Référence : 2016 CF 1127

[TRADUCTION FRANÇAISE]

Ottawa (Ontario), le 7 octobre 2016

En présence de monsieur le juge Roy

ENTRE :

PREMIÈRE NATION DE COWESSESS NO 73

demanderesse

et

GARY PELLETIER, STAN DELORME, PATRICK REDWOOD, CAROL LAVALLEE, MALCOLM DELORME, CURTIS LEBRAT et TERRENCE LAVALLEE

défendeurs

ORDONNANCE ET MOTIFS

[1]               Terrence Lavallee dépose une requête écrite en vertu de l’article 369 des Règles des Cours fédérales, DORS/98-106, en vue de :

1.                  être constitué comme défendeur dans la demande de contrôle judiciaire déposée par la demanderesse;

2.                  obtenir une ordonnance visée au paragraphe 18.1(2) de la Loi sur les Cours fédérales, L.R.C. (1985), ch. F-7, pour proroger d’un délai supplémentaire de sept (7) jours qui suivent le prononcé de l’ordonnance le délai imparti pour présenter une demande de contrôle judiciaire distincte, au cas où il était autorisé à déposer une nouvelle demande de contrôle judiciaire de la décision du Tribunal d’appel électoral de la Première Nation de Cowessess rendue le 27 juin 2016.

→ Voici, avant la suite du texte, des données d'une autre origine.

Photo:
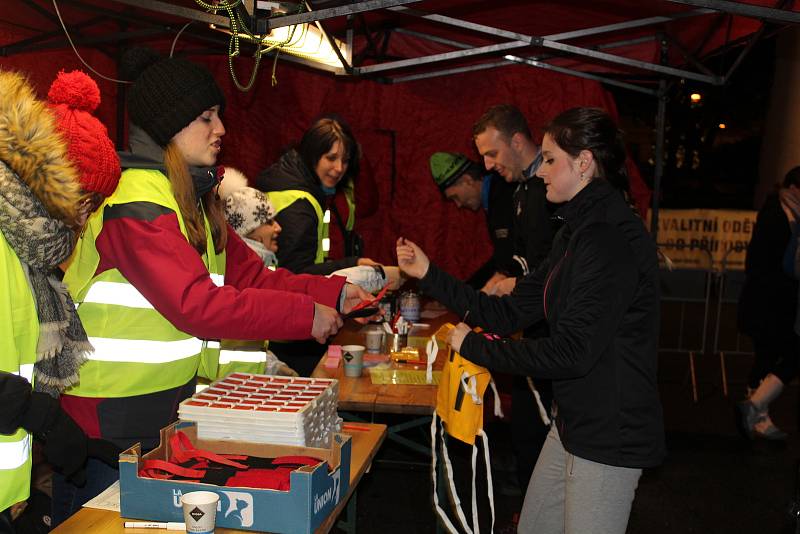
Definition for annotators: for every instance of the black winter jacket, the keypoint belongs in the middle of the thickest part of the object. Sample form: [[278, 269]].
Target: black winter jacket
[[297, 242], [534, 226], [500, 223], [598, 290], [768, 302]]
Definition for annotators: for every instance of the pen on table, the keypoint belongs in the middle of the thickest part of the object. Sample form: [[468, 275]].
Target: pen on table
[[348, 426], [155, 524]]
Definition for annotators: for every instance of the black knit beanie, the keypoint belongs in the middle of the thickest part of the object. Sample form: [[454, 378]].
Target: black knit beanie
[[167, 93]]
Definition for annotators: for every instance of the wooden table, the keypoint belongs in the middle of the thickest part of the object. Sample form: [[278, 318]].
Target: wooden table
[[366, 442], [361, 395]]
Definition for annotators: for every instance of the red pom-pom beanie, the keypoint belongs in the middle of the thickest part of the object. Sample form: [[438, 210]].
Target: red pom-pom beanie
[[73, 97]]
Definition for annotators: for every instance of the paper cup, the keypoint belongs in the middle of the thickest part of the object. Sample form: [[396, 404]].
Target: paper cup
[[374, 340], [200, 511], [353, 356]]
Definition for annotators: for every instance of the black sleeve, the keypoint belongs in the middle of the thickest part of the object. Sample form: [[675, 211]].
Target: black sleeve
[[502, 315], [297, 242], [603, 285], [500, 221], [22, 407]]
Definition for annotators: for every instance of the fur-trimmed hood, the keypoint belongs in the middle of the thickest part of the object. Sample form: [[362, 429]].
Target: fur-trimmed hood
[[31, 146]]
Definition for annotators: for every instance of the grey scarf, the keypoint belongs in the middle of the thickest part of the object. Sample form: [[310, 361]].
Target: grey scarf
[[42, 243]]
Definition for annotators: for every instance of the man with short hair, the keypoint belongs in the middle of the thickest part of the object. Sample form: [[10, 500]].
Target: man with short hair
[[464, 182], [504, 141]]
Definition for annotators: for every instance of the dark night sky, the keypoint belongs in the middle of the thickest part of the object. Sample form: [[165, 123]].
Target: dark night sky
[[706, 166]]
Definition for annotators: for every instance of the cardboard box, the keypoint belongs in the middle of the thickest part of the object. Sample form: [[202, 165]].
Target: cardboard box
[[314, 493]]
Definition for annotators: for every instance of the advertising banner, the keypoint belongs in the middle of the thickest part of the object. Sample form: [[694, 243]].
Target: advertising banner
[[705, 238]]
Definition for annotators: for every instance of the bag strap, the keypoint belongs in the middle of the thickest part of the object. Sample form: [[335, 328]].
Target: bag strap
[[435, 431]]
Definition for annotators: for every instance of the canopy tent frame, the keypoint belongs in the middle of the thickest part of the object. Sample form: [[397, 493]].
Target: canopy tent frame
[[464, 57]]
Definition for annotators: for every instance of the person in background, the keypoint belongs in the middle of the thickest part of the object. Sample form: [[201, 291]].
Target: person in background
[[767, 309], [503, 139], [461, 181], [598, 290], [251, 215], [54, 161], [159, 275], [301, 186], [354, 201]]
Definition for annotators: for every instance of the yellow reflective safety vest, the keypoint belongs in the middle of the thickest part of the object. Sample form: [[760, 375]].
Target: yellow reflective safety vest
[[233, 356], [349, 196], [137, 350], [19, 333], [283, 199]]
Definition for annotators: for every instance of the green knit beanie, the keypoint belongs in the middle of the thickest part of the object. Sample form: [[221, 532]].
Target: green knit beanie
[[447, 167]]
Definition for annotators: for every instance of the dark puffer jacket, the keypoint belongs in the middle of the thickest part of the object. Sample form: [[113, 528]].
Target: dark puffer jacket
[[297, 242], [598, 290]]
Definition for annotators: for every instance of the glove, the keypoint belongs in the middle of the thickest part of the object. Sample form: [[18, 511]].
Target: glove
[[274, 366]]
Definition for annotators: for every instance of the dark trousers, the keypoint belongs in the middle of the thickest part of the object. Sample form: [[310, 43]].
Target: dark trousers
[[528, 432], [776, 352], [68, 498]]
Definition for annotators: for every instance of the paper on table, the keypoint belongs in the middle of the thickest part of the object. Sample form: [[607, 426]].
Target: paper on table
[[107, 500], [402, 377], [432, 314]]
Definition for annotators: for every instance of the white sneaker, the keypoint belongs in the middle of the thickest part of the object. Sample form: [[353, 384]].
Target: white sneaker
[[766, 429]]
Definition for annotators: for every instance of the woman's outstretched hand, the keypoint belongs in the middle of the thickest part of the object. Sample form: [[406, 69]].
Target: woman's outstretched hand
[[411, 259]]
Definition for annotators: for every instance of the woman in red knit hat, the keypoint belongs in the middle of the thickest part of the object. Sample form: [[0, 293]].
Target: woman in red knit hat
[[46, 187], [73, 97]]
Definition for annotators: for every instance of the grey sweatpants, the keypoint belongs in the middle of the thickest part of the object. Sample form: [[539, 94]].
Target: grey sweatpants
[[570, 495]]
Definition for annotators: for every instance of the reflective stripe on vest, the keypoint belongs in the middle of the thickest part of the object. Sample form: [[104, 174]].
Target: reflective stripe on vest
[[137, 350], [143, 350], [283, 199], [19, 334], [250, 356], [350, 198], [14, 454]]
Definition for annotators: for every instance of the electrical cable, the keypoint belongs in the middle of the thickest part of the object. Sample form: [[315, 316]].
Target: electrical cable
[[69, 38]]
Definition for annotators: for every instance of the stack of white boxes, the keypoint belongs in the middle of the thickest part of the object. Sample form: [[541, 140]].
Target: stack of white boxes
[[266, 409]]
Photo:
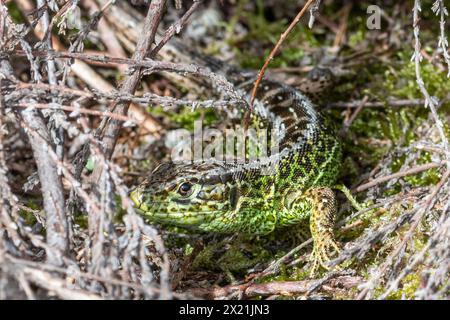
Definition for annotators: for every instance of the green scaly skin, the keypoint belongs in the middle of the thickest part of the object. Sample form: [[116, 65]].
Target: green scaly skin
[[215, 196]]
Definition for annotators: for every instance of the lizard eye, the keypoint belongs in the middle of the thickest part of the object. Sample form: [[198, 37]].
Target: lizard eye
[[185, 189]]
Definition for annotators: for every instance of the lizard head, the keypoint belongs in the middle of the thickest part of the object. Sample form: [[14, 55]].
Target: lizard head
[[186, 195]]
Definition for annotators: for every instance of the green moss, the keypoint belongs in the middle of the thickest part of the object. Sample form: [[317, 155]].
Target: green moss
[[408, 287]]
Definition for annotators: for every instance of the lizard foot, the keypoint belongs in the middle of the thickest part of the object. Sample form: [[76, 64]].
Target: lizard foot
[[321, 254]]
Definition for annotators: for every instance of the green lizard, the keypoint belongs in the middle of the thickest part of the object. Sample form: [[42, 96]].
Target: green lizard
[[218, 196]]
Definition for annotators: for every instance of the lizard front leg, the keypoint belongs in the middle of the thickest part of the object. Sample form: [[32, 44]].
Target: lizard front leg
[[322, 219]]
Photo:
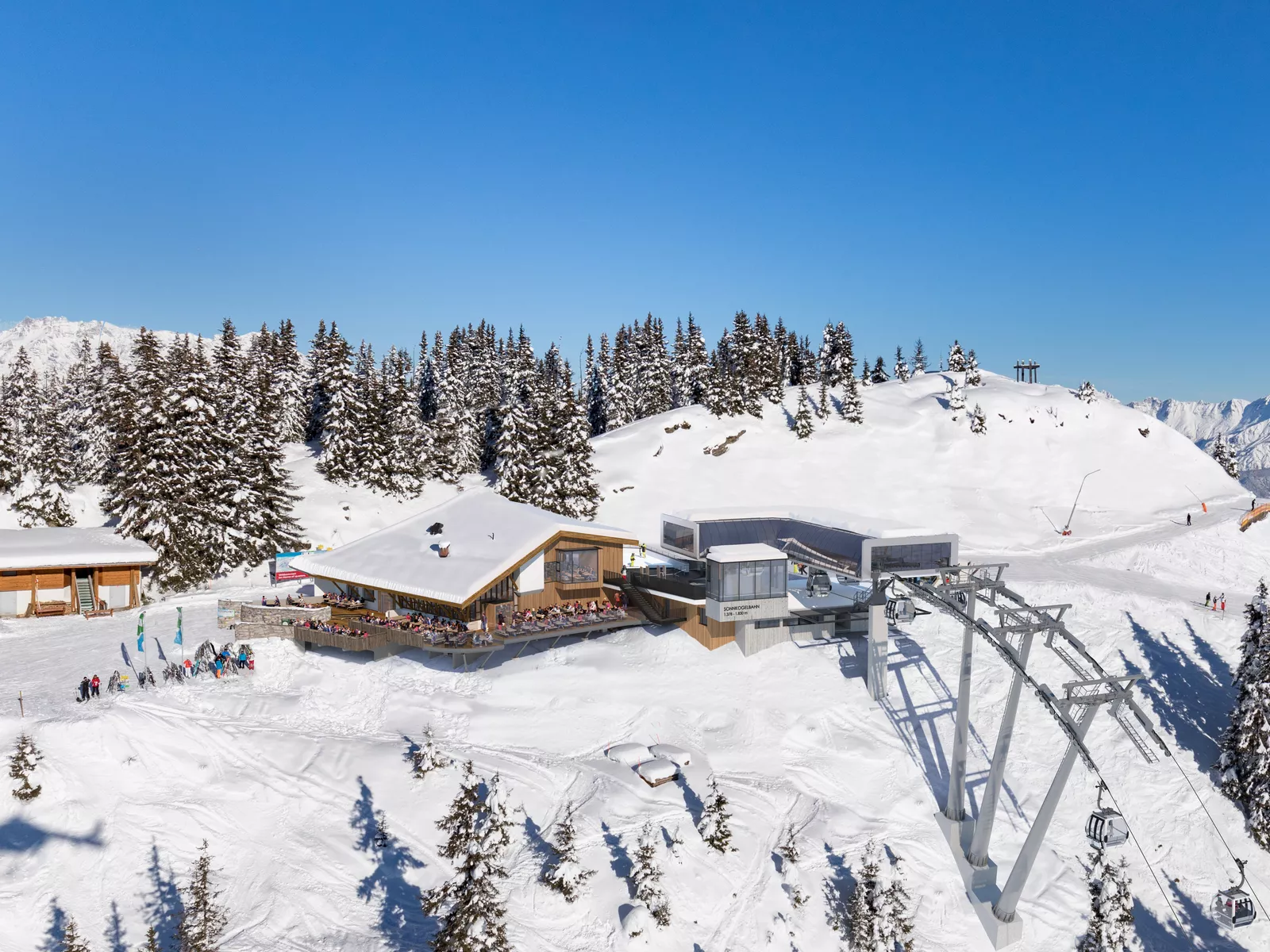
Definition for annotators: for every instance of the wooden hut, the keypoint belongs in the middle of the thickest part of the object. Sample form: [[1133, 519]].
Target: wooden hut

I.                   M. Lavallee à titre de défendeur

[2]               La question sous-jacente concerne une demande de contrôle judiciaire présentée par la Première Nation de Cowessess no 73 à l’encontre d’une décision du Tribunal d’appel électoral de la Première Nation de Cowessess. Les détails de la décision ne sont pas pertinents en l’espèce. Il suffit de dire que Terrence Lavallee a présenté un grand nombre de griefs concernant l’élection du chef et du conseil de la Première Nation de Cowessess no 73. Il a interjeté appel seul et le Tribunal n’aborde pas dans sa décision la question de sa qualité pour contester l’élection aux postes autres que celui pour lequel il s’est présenté aux élections. M. Lavallee était chef entre 2013 et 2016 et s’est porté candidat à l’élection comme chef le 27 avril 2016. Il a été battu.

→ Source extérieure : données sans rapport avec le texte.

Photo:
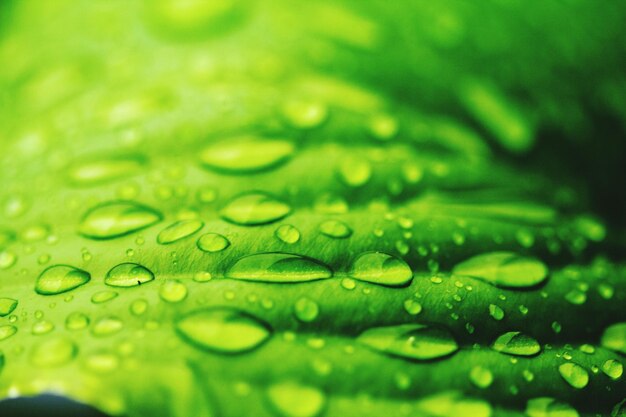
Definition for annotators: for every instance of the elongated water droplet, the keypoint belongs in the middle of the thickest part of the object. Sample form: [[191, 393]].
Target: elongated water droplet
[[58, 279], [246, 154], [381, 268], [213, 242], [614, 338], [254, 209], [53, 352], [223, 330], [504, 269], [574, 374], [114, 219], [7, 305], [306, 310], [335, 228], [278, 267], [517, 344], [291, 399], [549, 407], [410, 341], [178, 231], [128, 275]]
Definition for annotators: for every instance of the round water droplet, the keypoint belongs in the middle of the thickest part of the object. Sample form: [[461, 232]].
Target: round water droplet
[[335, 228], [410, 341], [504, 269], [253, 209], [7, 305], [7, 331], [306, 310], [76, 321], [288, 234], [213, 242], [574, 374], [58, 279], [223, 330], [53, 352], [178, 231], [481, 377], [114, 219], [355, 172], [614, 338], [103, 296], [246, 154], [291, 399], [278, 267], [173, 291], [380, 268], [613, 368], [517, 344], [107, 326], [128, 275], [549, 407]]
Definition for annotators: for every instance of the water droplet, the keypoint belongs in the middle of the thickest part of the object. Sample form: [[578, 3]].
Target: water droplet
[[335, 228], [516, 343], [76, 321], [7, 305], [253, 209], [178, 231], [213, 242], [128, 275], [410, 341], [114, 219], [355, 172], [380, 268], [613, 368], [291, 399], [278, 267], [107, 326], [246, 154], [103, 296], [223, 330], [53, 352], [288, 234], [496, 312], [58, 279], [614, 337], [481, 377], [173, 291], [574, 374], [505, 269], [306, 310], [549, 407], [7, 331]]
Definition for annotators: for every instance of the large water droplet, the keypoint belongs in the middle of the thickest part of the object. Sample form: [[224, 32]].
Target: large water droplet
[[58, 279], [213, 242], [278, 267], [410, 341], [128, 275], [254, 209], [114, 219], [53, 352], [178, 231], [223, 330], [381, 268], [574, 374], [291, 399], [505, 269], [614, 337], [517, 344], [549, 407], [246, 154]]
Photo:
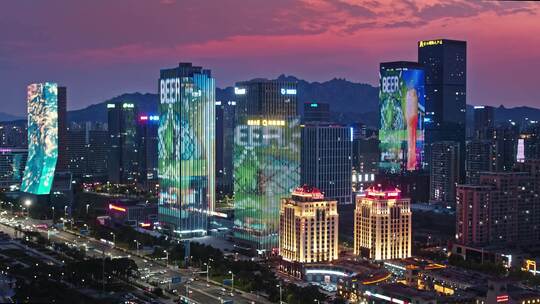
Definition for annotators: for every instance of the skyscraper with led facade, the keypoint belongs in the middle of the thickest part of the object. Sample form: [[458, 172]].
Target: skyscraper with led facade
[[445, 63], [383, 225], [402, 108], [42, 101], [266, 158], [186, 153]]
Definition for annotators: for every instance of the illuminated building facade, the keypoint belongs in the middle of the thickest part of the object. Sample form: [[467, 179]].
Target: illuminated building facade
[[326, 160], [186, 153], [445, 64], [316, 112], [40, 167], [123, 156], [402, 109], [500, 209], [308, 227], [481, 156], [445, 173], [12, 163], [225, 123], [266, 158], [382, 225]]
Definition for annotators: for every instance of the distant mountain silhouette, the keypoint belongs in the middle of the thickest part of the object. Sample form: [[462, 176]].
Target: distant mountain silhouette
[[8, 117], [349, 102]]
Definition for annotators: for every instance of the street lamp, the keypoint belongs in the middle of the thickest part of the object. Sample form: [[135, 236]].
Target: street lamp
[[137, 243], [27, 203], [232, 281]]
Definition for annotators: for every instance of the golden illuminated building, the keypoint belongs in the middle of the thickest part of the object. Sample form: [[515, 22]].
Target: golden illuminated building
[[382, 225], [308, 227]]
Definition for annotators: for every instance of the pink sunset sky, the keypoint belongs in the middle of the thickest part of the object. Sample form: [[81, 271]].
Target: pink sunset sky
[[103, 48]]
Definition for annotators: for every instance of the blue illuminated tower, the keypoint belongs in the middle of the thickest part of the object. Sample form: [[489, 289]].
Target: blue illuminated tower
[[186, 153]]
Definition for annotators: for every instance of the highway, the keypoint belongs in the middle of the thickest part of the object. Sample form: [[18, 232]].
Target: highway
[[192, 286]]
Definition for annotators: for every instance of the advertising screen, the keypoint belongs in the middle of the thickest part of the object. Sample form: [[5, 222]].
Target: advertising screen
[[42, 101], [185, 150], [266, 169], [402, 109]]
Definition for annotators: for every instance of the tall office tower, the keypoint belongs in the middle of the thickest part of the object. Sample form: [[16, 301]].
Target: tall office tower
[[528, 146], [316, 112], [63, 159], [500, 210], [148, 154], [123, 156], [266, 158], [445, 63], [186, 152], [326, 160], [12, 163], [225, 123], [481, 156], [365, 164], [484, 120], [444, 174], [98, 146], [308, 227], [39, 171], [382, 225], [402, 108]]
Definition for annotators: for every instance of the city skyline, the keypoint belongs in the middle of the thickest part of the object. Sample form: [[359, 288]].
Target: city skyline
[[317, 41]]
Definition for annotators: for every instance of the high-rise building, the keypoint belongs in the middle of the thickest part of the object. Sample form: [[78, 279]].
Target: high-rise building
[[445, 172], [484, 120], [62, 163], [148, 146], [186, 152], [308, 227], [326, 160], [500, 210], [40, 167], [445, 64], [87, 150], [481, 156], [382, 225], [316, 112], [266, 158], [12, 163], [402, 108], [225, 123], [123, 156]]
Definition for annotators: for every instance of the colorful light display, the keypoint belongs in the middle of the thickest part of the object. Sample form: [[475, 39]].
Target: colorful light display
[[186, 149], [42, 101], [267, 168], [402, 106]]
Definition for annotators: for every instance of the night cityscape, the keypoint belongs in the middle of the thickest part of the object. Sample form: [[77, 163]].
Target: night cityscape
[[284, 151]]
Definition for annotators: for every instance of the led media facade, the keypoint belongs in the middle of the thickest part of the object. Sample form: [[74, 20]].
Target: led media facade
[[42, 101], [402, 106], [186, 149], [267, 168]]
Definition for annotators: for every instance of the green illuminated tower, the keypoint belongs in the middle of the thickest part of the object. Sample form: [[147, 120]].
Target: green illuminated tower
[[186, 150], [266, 158]]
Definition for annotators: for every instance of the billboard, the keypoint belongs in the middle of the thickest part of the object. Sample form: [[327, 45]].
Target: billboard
[[402, 109], [186, 152], [42, 101], [266, 168]]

[3]               Cependant, il ne fait aucun doute qu’il a été le moteur de l’appel qui a abouti à une décision de 38 pages qui abonde en allégations formulées par M. Lavallee. Chaque allégation de M. Lavallee est présentée, les arguments contradictoires sont analysés et une décision est rendue par le Tribunal d’appel électoral de la Première Nation de Cowessess formé de trois membres.

[4]               En fin de compte, le Tribunal d’appel a conclu que trois des sept personnes élues au poste de conseiller résident devaient être disqualifiées pour une raison ou une autre. Conformément à la loi Cowessess First Nation No. 73 Custom Election Act (Loi électorale de la Première Nation de Cowessess no 73), les trois candidats suivants ayant recueilli le plus grand nombre de voix ont été élus.

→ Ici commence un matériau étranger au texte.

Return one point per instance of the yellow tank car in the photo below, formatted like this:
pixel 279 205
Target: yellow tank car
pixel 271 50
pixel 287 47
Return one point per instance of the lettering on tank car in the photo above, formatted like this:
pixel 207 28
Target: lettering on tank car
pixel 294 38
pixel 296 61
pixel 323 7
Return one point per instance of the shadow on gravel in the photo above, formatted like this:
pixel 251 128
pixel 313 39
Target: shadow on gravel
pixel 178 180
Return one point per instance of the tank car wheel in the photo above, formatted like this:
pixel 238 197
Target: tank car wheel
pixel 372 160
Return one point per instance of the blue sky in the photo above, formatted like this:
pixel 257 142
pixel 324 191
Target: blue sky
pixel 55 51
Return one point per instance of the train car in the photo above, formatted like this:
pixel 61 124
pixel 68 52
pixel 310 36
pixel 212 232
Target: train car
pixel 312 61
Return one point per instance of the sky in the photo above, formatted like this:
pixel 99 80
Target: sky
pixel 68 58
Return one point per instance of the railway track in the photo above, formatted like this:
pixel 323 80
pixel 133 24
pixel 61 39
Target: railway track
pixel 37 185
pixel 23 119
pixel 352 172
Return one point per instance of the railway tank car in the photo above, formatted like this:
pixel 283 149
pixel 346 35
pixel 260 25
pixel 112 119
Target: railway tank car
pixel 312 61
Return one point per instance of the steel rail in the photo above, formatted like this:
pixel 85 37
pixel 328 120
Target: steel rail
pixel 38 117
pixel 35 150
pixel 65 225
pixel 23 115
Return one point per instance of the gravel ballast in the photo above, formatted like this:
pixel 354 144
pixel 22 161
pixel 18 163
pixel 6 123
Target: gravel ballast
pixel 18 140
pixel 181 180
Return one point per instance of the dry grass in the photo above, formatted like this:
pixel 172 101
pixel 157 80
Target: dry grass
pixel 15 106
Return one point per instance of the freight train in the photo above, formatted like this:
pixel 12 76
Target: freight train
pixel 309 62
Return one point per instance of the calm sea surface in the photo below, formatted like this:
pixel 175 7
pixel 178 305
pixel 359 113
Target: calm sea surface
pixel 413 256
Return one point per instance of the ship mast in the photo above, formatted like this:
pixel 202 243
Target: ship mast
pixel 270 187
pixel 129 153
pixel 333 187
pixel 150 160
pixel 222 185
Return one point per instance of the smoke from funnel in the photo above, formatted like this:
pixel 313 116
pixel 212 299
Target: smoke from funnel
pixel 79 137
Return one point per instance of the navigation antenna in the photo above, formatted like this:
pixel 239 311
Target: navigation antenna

[5]               Dans la demande de contrôle judiciaire présentée par la Première Nation de Cowessess no 73, les défendeurs sont les trois candidats disqualifiés et les trois candidats suivants ayant obtenu le plus grand nombre de voix. M. Lavallee n’est pas désigné comme défendeur. À mon avis, il aurait dû y être mentionné.

[6]               Le premier motif qui m’a amené à tirer cette conclusion est que M. Lavallee est l’une des parties à l’appel entendu par le Tribunal d’appel électoral. Sans l’appel qu’il a interjeté, il n’y a pas d’appel. C’est à cause de certaines de ses allégations que certains candidats ont été disqualifiés ex post facto. Ce sont ces mêmes disqualifications qui font l’objet de la demande de contrôle judiciaire. Je ne vois pas comment on peut faire abstraction de M. Lavallee à ce stade. Les parties à une instance faisant l’objet d’une demande de contrôle judiciaire devraient être désignées à titre de défenderesses (DF c. Human Rights Tribunal of Ontario, 2012 ONSC 1530 (Cour divisionnaire); Tetzlaff c. Canada (Ministre de l’Environnement), [1992] 2 C.F. 215 (CAF) [Tetzlaff]; et, plus récemment Douglas v. Canada (Procureur général), 2013 CF 451, [2014] 4 RCF 494). Dans l’arrêt Tetzlaff, la Cour d’appel fédérale a écrit : « Par ailleurs, les parties à des procédures portées devant un office fédéral ont toujours la qualité voulue pour agir à ce titre (et sont généralement obligées de le faire) lorsque ces procédures, ou la mesure à laquelle elles donnent lieu, font l’objet d’une contestation fondée sur l’article 18 de la Loi sur les Cours fédérales » (au paragraphe 20).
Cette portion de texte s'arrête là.